Node Failures In Docker Swarm
Last week in the Docker meetup in Richmond, VA, I demonstrated how to create a Docker Swarm in Docker 1.12. I showed how swarm handles node failures, global services, and scheduling services with resource constraints.
Setup
To create your swarm cluster, follow this tutorial in a previous post.
Node Failures
Commands related to services in Docker Engine 1.12 are declarative. For example, if you tell docker "I want 3 replicas of this service", then the cluster will maintain that state.
In the case of a node failure that has running containers, swarm will detect that the desired state ≠actual state, and it will reconcile automatically by rescheduling missing containers on other available nodes.

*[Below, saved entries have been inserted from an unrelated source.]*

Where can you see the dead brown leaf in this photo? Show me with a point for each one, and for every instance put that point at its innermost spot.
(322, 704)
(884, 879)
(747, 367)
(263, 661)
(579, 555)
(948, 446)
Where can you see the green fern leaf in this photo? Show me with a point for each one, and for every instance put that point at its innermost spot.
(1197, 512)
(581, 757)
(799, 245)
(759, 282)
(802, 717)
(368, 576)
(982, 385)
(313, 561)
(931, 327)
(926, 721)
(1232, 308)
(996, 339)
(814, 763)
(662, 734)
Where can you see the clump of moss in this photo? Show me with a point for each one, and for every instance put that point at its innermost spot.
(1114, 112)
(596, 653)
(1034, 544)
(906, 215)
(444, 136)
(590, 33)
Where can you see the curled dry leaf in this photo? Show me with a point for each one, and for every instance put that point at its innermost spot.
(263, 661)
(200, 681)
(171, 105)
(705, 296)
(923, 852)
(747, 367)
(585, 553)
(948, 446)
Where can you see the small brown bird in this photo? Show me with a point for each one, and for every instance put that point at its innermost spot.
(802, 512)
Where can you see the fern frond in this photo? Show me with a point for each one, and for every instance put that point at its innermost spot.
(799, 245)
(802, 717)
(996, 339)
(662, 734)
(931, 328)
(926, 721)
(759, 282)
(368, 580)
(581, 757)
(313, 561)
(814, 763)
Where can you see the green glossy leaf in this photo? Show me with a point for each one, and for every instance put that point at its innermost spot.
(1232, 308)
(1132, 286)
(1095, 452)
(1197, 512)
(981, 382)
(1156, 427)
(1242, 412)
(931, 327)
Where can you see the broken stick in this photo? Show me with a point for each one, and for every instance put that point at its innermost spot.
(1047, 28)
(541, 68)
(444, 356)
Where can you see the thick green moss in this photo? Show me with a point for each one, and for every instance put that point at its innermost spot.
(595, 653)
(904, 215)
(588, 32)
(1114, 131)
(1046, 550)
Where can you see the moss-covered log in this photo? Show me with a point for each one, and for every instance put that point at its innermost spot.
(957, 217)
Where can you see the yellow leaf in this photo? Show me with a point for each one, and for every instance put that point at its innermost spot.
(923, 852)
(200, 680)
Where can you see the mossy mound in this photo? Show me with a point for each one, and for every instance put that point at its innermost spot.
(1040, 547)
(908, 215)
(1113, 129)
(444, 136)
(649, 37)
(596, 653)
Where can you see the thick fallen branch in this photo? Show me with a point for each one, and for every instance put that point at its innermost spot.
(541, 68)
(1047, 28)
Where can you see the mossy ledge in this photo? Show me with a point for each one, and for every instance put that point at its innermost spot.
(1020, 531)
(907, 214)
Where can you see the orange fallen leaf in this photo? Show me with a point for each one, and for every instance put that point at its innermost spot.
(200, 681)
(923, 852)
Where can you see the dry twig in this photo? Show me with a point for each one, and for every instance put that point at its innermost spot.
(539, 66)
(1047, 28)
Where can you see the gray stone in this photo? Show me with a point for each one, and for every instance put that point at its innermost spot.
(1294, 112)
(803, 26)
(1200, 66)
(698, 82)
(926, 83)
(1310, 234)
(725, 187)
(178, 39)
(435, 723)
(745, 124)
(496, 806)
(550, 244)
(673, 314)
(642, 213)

To demo, lets declare a new service with 3 replicas.
docker service create --name web --replicas 3 francois/apache-hostname
Check the service tasks by running
docker service ps web
As of now, we have one container on each of our nodes. Let's bring down node3 to see swarm reconciliation in action.
# Run this on node3
docker swarm leave
At this point, desired state ≠actual state. We only have two containers running when we specified 3 containers when we started the service
Using docker service ls
you can see the number of replicas drop down from 3 to 2, then back up to 3.
docker service ps web
will show you the new container scheduled on a different node in your cluster.
This example only covers swarm reconciliation of containers on worker nodes. A whole new process occurs when a manager goes down, particularly if this manager is the leader of the raft consensus group. For more information on what happens then, check out this post from a fellow docker captain.
Global Services
Global services are useful when you want a container on every node in your cluster. Think logging or monitoring.
docker service create --mode=global --name prometheus prom/prometheus
Remember when I said that services are declarative? When you add a new node to your cluster, swarm detects desired state ≠actual state, and starts an instance of the global container on that node.
Constraints
To demo a constraints I used docker-machine to spin up a new machine with an engine label.
docker-machine create -d virtualbox --engine-label com.example.storage="ssd" sw3
Then I added it to the swarm.
docker swarm join --token [token] [manager ip]:[manager port]
Then I create a service referencing that constraint.
docker service create --name web2 --replicas 3 --constraint 'engine.labels.com.example.storage == ssd' francois/apache-hostname
Remember when I said that services are declarative? ;) This means that when we scale this service, it will remember our constraint and only scale on the node that satisfies that constraint.